Alfred Duvaucel

Naturaliste et voyageur français (Paris 1793-Madras 1824).

Beau-fils de Cuvier, avec lequel sa mère s'est remariée en 1804, Alfred Duvaucel subit l'influence du grand naturaliste : s'il fait sa médecine, il s'intéresse surtout à l'étude de la faune et rêve aux animaux rares que pourraient lui faire découvrir des voyages lointains. En 1817, ses désirs se réalisent ; il est envoyé en mission en Inde par le Muséum national d'histoire naturelle de Paris. À Calcutta, il retrouve Pierre-Médard Diard (1794-1863), comme lui naturaliste et formé à l'école de Cuvier. Tous deux décident de s'installer à Chandernagor (au Bengale), alors possession française, où ils louent une maison qu'ils remplissent de squelettes, d'animaux empaillés ou même d'animaux vivants, capturés par eux ou dons de rajahs des environs. Avec une ardeur fébrile, ils chassent, empaillent, décrivent ou classent les spécimens destinés au Muséum. Ils enverront notamment à Paris une tête de « bœuf du Tibet » (yack) disputée aux chacals, un squelette de dauphin du Gange, un jeune bouc du Cachemire, deux faisans cornus et quelques autres oiseaux rares.

En 1818, le gouverneur anglais de Benkoelen, dans l'île de Sumatra, leur propose de les emmener avec lui et à ses frais dans les îles de la Sonde ; ils y poursuivraient leur collecte d'animaux et de plantes tandis que lui accomplirait les missions diplomatiques dont son pays l'a chargé.

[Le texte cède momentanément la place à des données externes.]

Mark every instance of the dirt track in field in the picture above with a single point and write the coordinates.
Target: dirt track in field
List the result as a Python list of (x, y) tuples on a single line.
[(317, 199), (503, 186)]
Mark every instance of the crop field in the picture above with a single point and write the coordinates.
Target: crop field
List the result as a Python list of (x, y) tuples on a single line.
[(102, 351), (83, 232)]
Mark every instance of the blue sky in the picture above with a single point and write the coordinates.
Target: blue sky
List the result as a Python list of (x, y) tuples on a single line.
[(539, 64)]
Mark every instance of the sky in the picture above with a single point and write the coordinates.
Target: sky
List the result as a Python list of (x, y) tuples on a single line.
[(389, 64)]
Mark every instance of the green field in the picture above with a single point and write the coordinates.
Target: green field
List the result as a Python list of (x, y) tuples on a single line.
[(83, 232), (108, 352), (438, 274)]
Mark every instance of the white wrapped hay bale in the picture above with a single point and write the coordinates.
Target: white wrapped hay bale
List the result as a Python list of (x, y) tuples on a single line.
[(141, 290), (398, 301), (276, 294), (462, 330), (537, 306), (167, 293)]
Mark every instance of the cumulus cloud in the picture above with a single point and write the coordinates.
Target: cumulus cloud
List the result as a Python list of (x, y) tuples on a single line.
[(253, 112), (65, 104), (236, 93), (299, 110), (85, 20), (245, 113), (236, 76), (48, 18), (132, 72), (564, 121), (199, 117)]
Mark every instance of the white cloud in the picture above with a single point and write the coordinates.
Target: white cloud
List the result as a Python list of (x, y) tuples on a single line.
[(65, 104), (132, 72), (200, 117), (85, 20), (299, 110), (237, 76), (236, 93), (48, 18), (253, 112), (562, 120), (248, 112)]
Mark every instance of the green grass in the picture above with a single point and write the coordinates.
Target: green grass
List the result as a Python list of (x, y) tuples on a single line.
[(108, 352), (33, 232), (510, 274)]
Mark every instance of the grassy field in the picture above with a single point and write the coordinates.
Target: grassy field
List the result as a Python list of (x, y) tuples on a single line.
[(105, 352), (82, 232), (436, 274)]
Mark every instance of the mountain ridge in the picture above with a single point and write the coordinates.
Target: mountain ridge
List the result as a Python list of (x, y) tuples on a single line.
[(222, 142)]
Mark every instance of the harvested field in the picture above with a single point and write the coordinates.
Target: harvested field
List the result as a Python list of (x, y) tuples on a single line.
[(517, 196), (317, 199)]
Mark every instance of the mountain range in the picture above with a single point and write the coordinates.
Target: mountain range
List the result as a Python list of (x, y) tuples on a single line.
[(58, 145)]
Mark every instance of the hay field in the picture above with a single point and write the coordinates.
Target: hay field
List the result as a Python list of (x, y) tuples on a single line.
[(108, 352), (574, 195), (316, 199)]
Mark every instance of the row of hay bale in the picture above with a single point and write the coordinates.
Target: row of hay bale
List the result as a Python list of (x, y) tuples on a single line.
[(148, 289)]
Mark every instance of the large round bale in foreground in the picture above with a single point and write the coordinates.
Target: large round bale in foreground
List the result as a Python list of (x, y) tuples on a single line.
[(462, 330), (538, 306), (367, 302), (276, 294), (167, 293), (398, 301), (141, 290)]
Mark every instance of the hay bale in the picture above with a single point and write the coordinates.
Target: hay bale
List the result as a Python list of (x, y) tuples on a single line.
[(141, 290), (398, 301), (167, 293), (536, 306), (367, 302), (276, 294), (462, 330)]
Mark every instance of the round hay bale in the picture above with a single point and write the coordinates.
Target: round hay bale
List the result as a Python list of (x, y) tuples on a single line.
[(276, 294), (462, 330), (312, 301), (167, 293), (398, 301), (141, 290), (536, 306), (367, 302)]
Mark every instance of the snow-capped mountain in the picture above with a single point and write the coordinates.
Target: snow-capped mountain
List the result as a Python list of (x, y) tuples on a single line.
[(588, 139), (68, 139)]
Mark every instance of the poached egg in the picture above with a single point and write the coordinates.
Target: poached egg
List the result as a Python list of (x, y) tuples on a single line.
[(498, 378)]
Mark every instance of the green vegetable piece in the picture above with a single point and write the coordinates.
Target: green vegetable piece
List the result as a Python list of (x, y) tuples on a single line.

Les deux amis acceptent. En compagnie de Stamford Raffles, ils partent donc et visitent d'abord l'île de Penang, où ils recueillent quelques animaux intéressants, parmi lesquels deux espèces inconnues de poissons et quelques oiseaux remarquables. À Singapour, les naturalistes français se heurtent à la suspicion des autorités quand ils posent des questions concernant la faune locale, alors que les Anglais, qui ne songent qu'à mettre la main sur l'île – ils s'en empareront effectivement en 1819 – sont beaucoup mieux reçus. Près d'Achem, à la pointe nord-ouest de Sumatra, Diard est cerné dans la jungle par deux cents Malais qui le dépouillent du fruit de sa chasse, de ses armes et de ses bagages. À Malacca, après bien des efforts, Duvaucel et Diard se font céder par les habitants un ours, un tigre, un argus (grand faisan des forêts de Malaisie), et, par le gouverneur hollandais, un orang-outang qu'il retenait captif. D'escale en escale, ils finissent par rassembler de nombreux spécimens d'animaux. Cependant, ils se brouillent avec Raffles qui, lors de la séparation, à Bankoelen en août 1819, revendique pour son pays la majeure partie du matériel collecté.

Après avoir expédié à Calcutta ce qu'ils ont pu garder, les deux amis, surmontant leur déception, se disposent à reconstituer leurs collections. Pour diversifier celles-ci, ils se séparent, momentanément pensent-ils. Tandis que Diard va explorer Batavia, Duvaucel part en avril 1820 pour le Padang, région de l'intérieur de Sumatra. Il en revient et débarque à Chandernagor avec quatorze grandes caisses d'animaux empaillés et de squelettes ainsi qu'avec plusieurs singes vivants. Il songe un moment à regagner la France, mais il appartient à cette race intrépide de voyageurs scientifiques du xixe siècle prêts à braver tous les dangers pour enrichir les collections de leur pays. Il se rend au Bengale (aujourd'hui partagé entre l'Inde et le Bangladesh). Il ramène à Calcutta de nombreux autres spécimens d'animaux, mais aussi une fièvre tenace qui s'apparente à la malaria. Il meurt à Madras à la fin d'août 1824 sans avoir revu la France.